In effect, defendants are arguing that plaintiff's statements made to the treating physician, since they contradict the verified notice of claim and the sworn testimony of plaintiff at his General Municipal Law § 50-h hearing, are a complete defense to this action. Defendants cite no case law directly on point. In opposition to the motion, plaintiff submits his own affidavit where he states as follows:

"2. On October 15, 2001, around 1:30 P.M., I was walking to the store for my mother when I was caused to trip and fall in front of 507 82nd Street, Brooklyn, New York. As a result of my accident I{**19 Misc 3d at 603} sustained serious injury to my left knee requiring surgery.
"3. I have been diagnosed with bi-polar disorder since I have been a child. Since my diagnosis I have been under the influence of numerous medications. At the time I told the physicians at Victory Memorial Hospital and Dr. Wilen's Office that I was injured at the World Trade Center I was taking Depakote for my bi-polar disorder and chronic depression. When I advised the staff at both Victory Memorial Hospital and Dr. Wilen's Office I was severely depressed and lonely and I made those statements in an effort to make myself feel better about myself and to get attention."

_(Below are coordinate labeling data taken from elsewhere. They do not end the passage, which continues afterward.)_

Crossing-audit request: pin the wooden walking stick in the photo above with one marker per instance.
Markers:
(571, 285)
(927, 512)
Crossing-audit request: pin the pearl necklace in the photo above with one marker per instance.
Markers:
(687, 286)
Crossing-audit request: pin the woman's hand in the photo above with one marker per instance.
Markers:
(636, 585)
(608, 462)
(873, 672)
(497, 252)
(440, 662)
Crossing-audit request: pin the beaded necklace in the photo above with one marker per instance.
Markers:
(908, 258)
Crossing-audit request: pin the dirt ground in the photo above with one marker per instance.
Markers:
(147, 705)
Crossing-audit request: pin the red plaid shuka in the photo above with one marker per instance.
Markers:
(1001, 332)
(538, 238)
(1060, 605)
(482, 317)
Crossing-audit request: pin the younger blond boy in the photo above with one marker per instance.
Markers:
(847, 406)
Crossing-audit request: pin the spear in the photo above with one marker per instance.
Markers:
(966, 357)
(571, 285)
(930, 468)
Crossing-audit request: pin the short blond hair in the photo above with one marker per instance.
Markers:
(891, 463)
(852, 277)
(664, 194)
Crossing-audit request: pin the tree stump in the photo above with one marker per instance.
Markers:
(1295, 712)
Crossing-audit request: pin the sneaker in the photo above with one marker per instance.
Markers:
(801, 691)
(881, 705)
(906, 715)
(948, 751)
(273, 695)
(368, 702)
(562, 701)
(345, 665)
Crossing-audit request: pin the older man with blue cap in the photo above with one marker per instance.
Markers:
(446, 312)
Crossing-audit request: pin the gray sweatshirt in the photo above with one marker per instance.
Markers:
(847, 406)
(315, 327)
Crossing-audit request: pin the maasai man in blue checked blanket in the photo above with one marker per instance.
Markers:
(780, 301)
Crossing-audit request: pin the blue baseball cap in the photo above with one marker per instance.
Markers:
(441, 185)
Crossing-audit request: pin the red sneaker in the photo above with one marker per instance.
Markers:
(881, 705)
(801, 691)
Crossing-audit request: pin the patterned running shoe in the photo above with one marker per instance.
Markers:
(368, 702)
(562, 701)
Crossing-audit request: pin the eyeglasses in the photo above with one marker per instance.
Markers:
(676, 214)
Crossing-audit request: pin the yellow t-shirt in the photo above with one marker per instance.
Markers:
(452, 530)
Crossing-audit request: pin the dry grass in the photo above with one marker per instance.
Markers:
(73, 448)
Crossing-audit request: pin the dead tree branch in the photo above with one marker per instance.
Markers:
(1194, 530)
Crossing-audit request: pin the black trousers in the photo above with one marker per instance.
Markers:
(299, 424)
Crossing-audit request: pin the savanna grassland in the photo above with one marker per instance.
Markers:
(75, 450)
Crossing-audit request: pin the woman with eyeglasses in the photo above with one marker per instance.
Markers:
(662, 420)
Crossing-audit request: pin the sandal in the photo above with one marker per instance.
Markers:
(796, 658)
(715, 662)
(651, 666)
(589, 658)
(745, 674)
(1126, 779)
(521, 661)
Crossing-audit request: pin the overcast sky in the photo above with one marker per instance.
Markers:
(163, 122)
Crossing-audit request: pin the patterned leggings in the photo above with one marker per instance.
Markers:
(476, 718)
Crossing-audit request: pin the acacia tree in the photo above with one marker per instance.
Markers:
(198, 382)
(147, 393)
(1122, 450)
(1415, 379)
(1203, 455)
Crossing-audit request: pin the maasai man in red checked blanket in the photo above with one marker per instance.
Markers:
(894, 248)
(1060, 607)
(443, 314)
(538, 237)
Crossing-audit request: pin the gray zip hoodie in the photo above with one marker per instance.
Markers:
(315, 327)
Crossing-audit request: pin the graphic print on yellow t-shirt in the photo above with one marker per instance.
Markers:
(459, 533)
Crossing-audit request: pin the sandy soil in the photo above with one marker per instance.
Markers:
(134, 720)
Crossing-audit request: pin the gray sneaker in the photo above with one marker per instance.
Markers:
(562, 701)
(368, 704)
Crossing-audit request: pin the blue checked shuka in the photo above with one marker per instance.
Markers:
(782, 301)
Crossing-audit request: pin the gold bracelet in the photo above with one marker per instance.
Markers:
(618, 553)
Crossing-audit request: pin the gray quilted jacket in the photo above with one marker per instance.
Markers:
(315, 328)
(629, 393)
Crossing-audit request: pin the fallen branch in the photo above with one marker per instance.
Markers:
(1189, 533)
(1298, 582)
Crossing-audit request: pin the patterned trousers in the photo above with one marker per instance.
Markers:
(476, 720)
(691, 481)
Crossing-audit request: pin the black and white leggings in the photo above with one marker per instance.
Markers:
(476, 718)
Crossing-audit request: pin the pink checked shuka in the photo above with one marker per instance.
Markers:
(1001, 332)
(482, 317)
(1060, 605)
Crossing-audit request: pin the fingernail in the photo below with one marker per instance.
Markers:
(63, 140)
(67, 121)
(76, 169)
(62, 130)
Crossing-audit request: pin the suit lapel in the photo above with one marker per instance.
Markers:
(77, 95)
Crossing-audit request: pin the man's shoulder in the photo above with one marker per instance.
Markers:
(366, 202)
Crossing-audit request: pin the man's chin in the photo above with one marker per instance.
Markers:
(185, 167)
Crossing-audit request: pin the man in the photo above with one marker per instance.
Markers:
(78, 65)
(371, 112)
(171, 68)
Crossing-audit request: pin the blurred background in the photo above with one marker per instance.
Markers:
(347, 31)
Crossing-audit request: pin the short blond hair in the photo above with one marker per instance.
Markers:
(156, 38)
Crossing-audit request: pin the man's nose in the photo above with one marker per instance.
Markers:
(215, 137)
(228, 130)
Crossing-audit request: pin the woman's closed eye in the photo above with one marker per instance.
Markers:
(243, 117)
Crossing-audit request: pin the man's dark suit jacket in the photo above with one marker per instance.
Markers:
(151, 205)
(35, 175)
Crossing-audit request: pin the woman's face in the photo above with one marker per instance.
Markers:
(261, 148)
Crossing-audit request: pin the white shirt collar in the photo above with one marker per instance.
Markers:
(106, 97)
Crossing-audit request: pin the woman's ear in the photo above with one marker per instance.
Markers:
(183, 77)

Plaintiff's sworn affidavit, his verified notice of claim and his sworn testimony at the section 50-h hearing raise triable issues of fact as to where and when this accident occurred. The medical records relied upon by defendants raise issues of credibility as to plaintiff's account but they are issues for the jury to decide not for the court to resolve on this motion. Furthermore, whether the statements in the medical record are properly admissible at the time of trial as an exception to the hearsay rule under CPLR 4518, as to being relevant for the diagnosis and treatment of the plaintiff's injuries, is a question for the trial court. (People v Dagoberto, 16 AD3d 595 [2d Dept 2005]; People v Baltimore, 301 AD2d 610 [2d Dept 2003]; Sanchez v Manhattan & Bronx Surface Tr. Operating Auth., 170 AD2d 402 [1st Dept 1991].)

Accordingly, the motion of defendants to dismiss the complaint is denied.